ISBN Flash Drive: 978-1-56700-517-2

5-6th Thermal and Fluids Engineering Conference (TFEC)
May, 26–28, 2021 , Virtual

HEAT AND MASS TRANSFER IN CROSS FLOW TRANSPORT MEMBRANE CONDENSER BASED HEAT EXCHANGER: A COMPUTATIONAL PARAMETRIC STUDY

Get access (open in a dialog) pages 949-958
DOI: 10.1615/TFEC2021.hex.032231

要約

Transport membrane condenser (TMC) based heat exchanger using nano-porous ceramic membrane can recover sensible and latent heat as well as water from the low-temperature flue gas which contains a high water content vapor and other non-condensable gases.

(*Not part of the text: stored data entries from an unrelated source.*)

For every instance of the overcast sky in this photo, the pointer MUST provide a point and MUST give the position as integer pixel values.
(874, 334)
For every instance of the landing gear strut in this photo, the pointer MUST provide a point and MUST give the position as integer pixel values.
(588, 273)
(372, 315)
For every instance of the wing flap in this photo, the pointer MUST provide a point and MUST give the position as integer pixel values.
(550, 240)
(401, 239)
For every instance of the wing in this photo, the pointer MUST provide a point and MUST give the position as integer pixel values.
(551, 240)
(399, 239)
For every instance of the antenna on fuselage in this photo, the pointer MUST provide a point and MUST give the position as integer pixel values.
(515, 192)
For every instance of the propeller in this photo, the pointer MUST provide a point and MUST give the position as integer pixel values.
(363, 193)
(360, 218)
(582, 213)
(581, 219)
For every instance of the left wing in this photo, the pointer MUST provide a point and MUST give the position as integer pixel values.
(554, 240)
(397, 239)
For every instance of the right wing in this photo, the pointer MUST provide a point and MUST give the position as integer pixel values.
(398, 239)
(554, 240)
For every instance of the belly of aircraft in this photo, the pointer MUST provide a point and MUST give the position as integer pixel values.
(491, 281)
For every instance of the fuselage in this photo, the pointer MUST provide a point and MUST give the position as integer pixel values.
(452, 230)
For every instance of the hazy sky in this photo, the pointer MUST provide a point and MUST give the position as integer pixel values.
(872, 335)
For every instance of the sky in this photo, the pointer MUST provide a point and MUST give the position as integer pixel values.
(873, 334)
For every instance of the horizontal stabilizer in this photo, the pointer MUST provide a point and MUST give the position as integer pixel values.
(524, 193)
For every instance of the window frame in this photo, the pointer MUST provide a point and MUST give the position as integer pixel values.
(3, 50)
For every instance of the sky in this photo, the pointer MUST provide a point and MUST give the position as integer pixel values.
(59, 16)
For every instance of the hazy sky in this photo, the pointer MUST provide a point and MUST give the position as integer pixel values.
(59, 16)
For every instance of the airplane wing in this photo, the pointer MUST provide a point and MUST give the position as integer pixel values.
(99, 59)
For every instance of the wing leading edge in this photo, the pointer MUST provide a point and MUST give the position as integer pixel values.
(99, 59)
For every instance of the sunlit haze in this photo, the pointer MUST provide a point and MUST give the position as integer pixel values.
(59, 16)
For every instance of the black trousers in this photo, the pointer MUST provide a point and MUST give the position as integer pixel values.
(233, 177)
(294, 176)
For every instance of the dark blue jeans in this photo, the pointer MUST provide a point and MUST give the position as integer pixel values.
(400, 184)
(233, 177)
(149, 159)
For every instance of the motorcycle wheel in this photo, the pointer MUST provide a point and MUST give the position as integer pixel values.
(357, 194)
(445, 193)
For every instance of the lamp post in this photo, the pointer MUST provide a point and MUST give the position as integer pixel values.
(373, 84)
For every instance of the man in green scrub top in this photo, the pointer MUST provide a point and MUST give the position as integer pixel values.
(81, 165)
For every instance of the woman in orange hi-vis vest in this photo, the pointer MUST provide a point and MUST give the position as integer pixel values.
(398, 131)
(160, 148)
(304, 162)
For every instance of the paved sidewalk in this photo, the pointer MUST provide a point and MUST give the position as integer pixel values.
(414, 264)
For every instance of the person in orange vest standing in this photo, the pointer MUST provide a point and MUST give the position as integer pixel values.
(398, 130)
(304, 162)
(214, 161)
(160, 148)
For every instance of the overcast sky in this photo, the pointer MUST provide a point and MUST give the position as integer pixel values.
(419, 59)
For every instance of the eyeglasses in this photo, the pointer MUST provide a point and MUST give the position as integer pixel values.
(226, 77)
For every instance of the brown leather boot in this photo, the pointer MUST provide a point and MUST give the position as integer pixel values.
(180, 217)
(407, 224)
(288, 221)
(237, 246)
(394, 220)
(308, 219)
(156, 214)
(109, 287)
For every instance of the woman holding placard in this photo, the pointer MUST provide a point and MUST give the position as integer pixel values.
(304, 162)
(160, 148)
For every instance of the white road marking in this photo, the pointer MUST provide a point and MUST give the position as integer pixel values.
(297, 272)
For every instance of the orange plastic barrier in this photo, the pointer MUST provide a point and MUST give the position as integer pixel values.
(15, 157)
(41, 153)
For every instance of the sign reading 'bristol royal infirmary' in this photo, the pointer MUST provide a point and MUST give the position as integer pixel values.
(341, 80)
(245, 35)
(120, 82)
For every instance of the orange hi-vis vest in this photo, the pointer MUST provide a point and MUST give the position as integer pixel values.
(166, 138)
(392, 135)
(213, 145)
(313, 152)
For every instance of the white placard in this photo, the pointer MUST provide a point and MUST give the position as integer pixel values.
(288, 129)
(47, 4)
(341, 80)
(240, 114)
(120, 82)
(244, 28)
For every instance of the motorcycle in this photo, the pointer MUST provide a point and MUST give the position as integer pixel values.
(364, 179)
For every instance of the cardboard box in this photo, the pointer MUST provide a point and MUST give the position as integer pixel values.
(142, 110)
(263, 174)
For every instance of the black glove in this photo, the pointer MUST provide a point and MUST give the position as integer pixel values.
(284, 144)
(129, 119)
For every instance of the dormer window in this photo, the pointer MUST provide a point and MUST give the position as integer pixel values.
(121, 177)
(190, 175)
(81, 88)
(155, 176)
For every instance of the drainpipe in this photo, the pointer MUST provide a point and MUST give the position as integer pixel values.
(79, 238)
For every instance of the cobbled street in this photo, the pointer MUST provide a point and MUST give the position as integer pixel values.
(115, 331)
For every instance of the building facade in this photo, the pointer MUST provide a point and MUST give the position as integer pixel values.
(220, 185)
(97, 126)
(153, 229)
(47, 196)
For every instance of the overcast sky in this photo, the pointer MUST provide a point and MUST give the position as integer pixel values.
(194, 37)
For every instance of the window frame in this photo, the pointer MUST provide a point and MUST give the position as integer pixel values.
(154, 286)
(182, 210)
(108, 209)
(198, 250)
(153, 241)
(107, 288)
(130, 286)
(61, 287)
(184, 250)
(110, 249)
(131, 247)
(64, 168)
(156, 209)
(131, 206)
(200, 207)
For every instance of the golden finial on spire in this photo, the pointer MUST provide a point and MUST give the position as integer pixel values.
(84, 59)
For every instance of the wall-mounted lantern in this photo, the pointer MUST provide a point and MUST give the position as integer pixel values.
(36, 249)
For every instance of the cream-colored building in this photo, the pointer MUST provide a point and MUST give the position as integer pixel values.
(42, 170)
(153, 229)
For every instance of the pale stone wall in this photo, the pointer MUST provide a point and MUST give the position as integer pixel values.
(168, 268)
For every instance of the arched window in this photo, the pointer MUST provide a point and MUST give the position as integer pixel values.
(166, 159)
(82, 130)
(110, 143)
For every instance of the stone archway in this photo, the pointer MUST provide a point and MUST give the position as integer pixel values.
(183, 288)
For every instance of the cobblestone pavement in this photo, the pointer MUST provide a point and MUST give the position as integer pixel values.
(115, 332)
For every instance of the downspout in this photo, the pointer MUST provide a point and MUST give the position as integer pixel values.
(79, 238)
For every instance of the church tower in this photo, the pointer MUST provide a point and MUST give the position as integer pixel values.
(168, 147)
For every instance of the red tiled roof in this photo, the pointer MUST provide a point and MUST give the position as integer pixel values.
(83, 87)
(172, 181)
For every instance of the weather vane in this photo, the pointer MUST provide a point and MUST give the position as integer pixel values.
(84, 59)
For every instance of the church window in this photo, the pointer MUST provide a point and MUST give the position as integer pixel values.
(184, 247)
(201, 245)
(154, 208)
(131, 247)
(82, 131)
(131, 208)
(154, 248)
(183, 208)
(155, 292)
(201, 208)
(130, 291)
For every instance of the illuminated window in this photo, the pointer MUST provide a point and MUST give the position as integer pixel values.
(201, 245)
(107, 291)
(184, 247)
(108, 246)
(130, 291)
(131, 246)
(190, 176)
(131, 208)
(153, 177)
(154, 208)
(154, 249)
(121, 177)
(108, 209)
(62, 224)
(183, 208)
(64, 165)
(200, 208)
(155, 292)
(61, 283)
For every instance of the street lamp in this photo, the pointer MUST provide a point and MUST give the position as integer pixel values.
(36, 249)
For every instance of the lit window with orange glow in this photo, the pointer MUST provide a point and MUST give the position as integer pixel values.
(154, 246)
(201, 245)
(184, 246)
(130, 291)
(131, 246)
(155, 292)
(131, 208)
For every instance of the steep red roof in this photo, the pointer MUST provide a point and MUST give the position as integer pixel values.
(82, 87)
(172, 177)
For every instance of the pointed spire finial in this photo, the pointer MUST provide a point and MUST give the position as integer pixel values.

The membrane tube is composed of multi-layer structure, where the water vapor from the flue gas releases latent heat as a result of the condensation in the outer layer of the membrane tube wall. The condensate then moves to the inner layer of the membrane tube wall and mix with the cooling water flow stream inside the tubes. In TMC heat exchangers, pore size of the membrane affects the transport phenomenon through the membrane. When the membrane is designed with a suitable pore size and thickness, the condensation will happen. In this paper, a wall-based condensation model using Fick's diffusion law in the membrane wall will be used to model the underlined heat and mass transfer processes. Transport of the water vapor and other species among those three zones will be modeled using appropriate User-Defined Functions (UDFs) in the computational fluid dynamic software ANSYS Fluent. The effects of the membrane properties, and geometrical parameters, such as tube diameter and thickness, at different operating conditions (inlet water temperature and flow rate, and inlet flue gas temperature and flow rate) on the condensation rate and outlet thermal conditions, are investigated and discussed.